Megan Bryant has written over 250 children’s books. She is a literary Jedi Master, an Auror, Mr. Miyagi, and Master Builder all rolled in one. She has a plethora of experience in all categories of children’s books from board books to young adult. Wait—there’s more! Megan is the only Writing with the Stars mentor who has also been an editor. (Hint to people applying, this is a huge asset!) She can teach her mentee how to use the Force, pass the N.E.W.T.s, wax on and off, and build that 1000 piece Lego set without the directions. Some mentee is going to be very lucky indeed!
You are a very prolific writer and have written in many kidlit formats. Is there one you favor over the others? Do you find it hard to transition from writing for young readers to writing young adult?
Conventional wisdom in children’s publishing used to be that you should find your niche—the particular age group for which you were most comfortable writing—and stay there. I’m so glad that’s not the case anymore! My book ideas have always refused to focus on one particular age group, so I feel very fortunate that I’ve had opportunities to write and publish books for ages from babies to teenagers. I don’t find it particularly hard to transition from writing for one age group to another; the different types of books tend to be so varied, and so distinct, that there isn’t much overlap in tone, diction, and pacing.
You mentioned in another interview that you got rejections for four years on one book. That is a long time and it’s impressive that you didn’t throw in the literary towel. Was there ever a point when you thought that perhaps you weren’t cut out to be a writer? What helped you stay in the game?
It was a very challenging, often dispiriting period of my career! As difficult as it was, though, I’m grateful for the experience now (isn’t that always the way?). There was, in fact, a specific time—I remember it was in August—when I sat, for a few weeks, with the painful thought that maybe I didn’t have what it took—the talent or the skill or the ideas or the fortitude—to be a professional writer. I started to actively imagine what a different career might look like for me. What other passions might I pursue? Which doors might open? What might my life look like in five, ten, or twenty years? Then I had a powerful epiphany: No matter what other career I might pursue, I would never stop writing. Even if I never went on submission again; even if no one else ever read another word I wrote; I would never stop writing. That realization gave me the encouragement to keep writing and pursuing publication, and, though I didn’t know it at the time, as it turned out I was very close to getting some very good news: In less than a year, I sold eight new books, including my YA debut, my picture book debut, a board book series, and a chapter book series. Now, when I feel discouraged—because I think that happens to all writers and artists, at all stages of their careers—I draw strength and determination from this memory of perseverance.

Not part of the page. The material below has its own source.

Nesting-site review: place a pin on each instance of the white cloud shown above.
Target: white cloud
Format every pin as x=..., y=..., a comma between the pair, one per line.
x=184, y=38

You have said that the idea for Dump Truck Duck came from a pile of buttons in which a duck-shaped one and a truck-shaped one were together. I get a lot of my ideas from weird ways too but that one takes the cake! What is your second-best idea spark story?
When my son was nine months old, he got his first ear infection one cold January night. He was so uncomfortable from the pressure in his ears that he could only sleep upright, so we spent long hours together in the rocking chair. It was snowing, and as I watched the snowflakes drift past the window, it was easy to imagine it was like being inside a snow globe! I started wondering how that feeling could be translated into book form, and how a snow globe—something that kids are usually forbidden from touching—could be made safe and accessible for them. That’s how the I had the idea for My Snow Globe, a novelty board book with layered, die-cut pages and lots of sparkly snowflakes!
How has your previous life as an editor helped you be successful as a writer?
My experience as an editor gave me the opportunity to spend years thinking critically about what works—and what doesn’t work—in children’s books. Editors also spend a lot of time writing, and I truly believe that every word we write helps us become better writers. Perhaps the most important thing, though, is that my editorial experience gave me insight into the business side of publishing–and the understanding that even though my name is on the cover, a book is truly a team effort. Behind every traditionally published book is a deeply passionate and professional group of people who have put every ounce of their creativity and experience into making that book the best it could be.